Ukrainians ask Vatican to reconsider plans for Via Crucis at Colosseum

Pope Francis leads the Good Friday Way of the Cross in Rome’s Colosseum April 19, 2019. People following the Stations of the Cross at the Colosseum this year will find a message of hope, including with a Russian and Ukrainian family carrying a cross together at the nighttime ceremony. (CNS photo/Paul Haring)
By Cindy Wooden – The head of the Ukrainian Catholic Church asked Pope Francis to scrap plans to have a Ukrainian woman and a Russian woman carry the cross together during the pope’s Way of the Cross service at Rome’s Colosseum on April 15.
Archbishop Sviatoslav Shevchuk, major archbishop of the Ukrainian Catholic Church, said on April 12, “I consider such an idea untimely, ambiguous and such that it does not take into account the context of Russia’s military aggression against Ukraine.”
For Eastern Catholics in Ukraine, he said, “the texts and gestures of the 13th station of this Way of the Cross are incoherent and even offensive, especially in the context of the expected second, even bloodier attack of Russian troops on our cities and villages.”
The meditation for the 13th station, which the Vatican said was written by a Ukrainian family and a Russian family, speaks of “death everywhere” and asks, “Where are you, Lord? Where are you hiding? We want our life back as before. Why all of this? What wrong did we do? Why have you forsaken us? Why have you forsaken our peoples?”
But it also ponders “how difficult it will be to reconcile ourselves to all this. Lord, where are you? Speak to us amid the silence of death and division, and teach us to be peacemakers, brothers and sisters, and to rebuild what bombs tried to destroy.”

People gather outside Rome’s Colosseum April 19, 2019, before Pope Francis leads the Way of the Cross. People following the Stations of the Cross at the Colosseum this year will find a message of hope, including with a Russian and Ukrainian family carrying a cross together at the nighttime ceremony. (CNS photo/Paul Haring)
Before Archbishop Shevchuk issued his statement, Andrii Yurash, Ukraine’s ambassador to the Holy See, had tweeted that his embassy “understands and shares the general concern in Ukraine and many other communities” about the idea of bringing a Ukrainian and a Russian together to carry the cross at the service.
“Now we are working on the issue, trying to explain (the) difficulties of its realisation and possible consequences,” he tweeted.
The statement from Archbishop Shevchuk’s office said he, too, “conveyed to the Vatican the numerous negative reactions of many bishops, priests, monks and nuns, and laity who are convinced that gestures of reconciliation between our peoples will be possible only when the war is over and those guilty of crimes against humanity are justly condemned.”
“I hope that my request, the request of the faithful of our church, the request of the faithful of the Roman Catholic Church in Ukraine will be heard,” the archbishop said.

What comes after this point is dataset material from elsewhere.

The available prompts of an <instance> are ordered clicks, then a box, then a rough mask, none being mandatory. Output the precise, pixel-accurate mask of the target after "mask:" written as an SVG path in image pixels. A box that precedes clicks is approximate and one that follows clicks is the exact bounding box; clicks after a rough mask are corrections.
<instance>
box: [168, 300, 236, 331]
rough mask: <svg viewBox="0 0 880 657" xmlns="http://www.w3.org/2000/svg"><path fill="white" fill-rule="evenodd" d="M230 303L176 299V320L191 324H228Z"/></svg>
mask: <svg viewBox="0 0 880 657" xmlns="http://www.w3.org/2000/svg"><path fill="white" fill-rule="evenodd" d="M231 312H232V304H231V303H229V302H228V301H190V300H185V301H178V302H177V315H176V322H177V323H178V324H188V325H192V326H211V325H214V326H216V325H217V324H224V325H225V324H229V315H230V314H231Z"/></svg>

Archbishop Visvaldas Kulbokas, apostolic nuncio to Ukraine, told the Catholic magazine Credo April 12 he had conveyed the reactions to the Vatican.

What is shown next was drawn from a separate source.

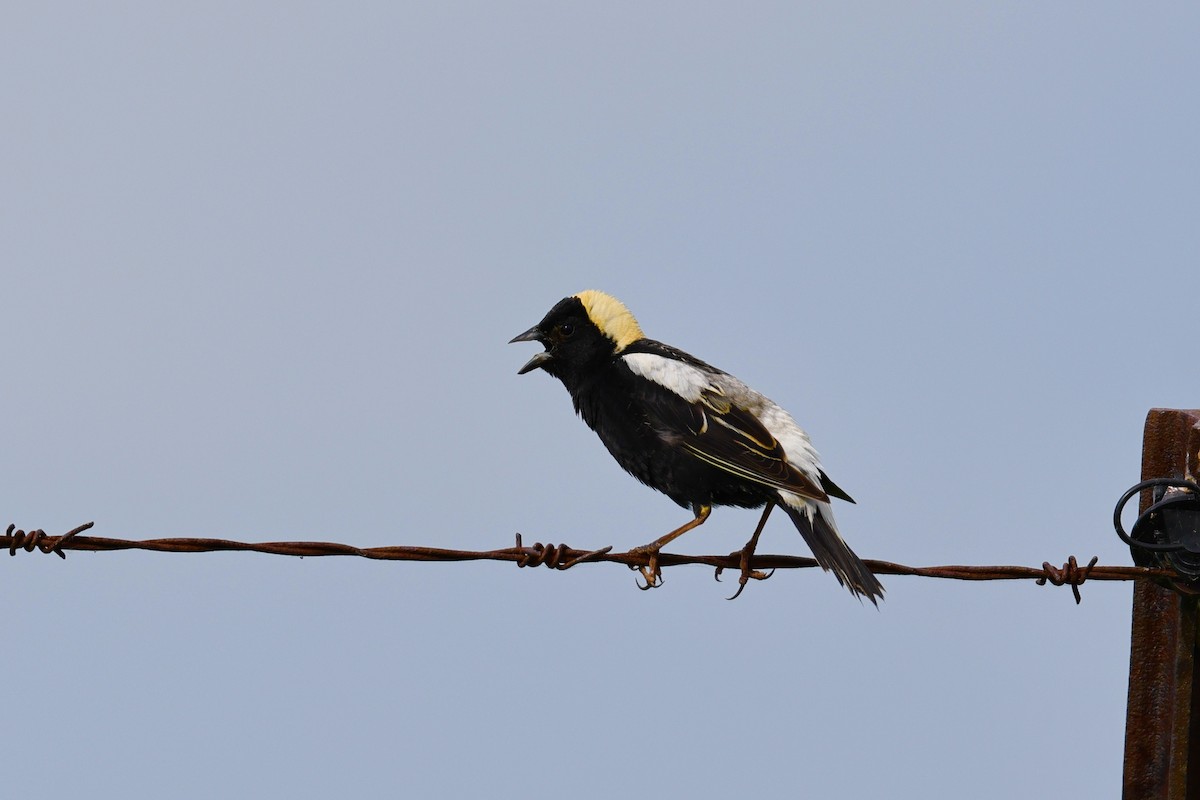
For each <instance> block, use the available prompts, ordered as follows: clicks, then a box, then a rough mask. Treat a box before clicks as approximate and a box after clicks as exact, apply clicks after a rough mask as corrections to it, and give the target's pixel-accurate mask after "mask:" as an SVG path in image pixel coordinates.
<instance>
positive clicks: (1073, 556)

He said he would not have organised the Way of the Cross in this manner, noting: “Reconciliation must come when aggression is stopped, when Ukrainians will be able not only to save their lives but also their freedom. And, of course, we know that reconciliation occurs when the aggressor admits their guilt and apologises.”
He also said it was possible the Vatican would change its plan: “Let us wait and see the final version.”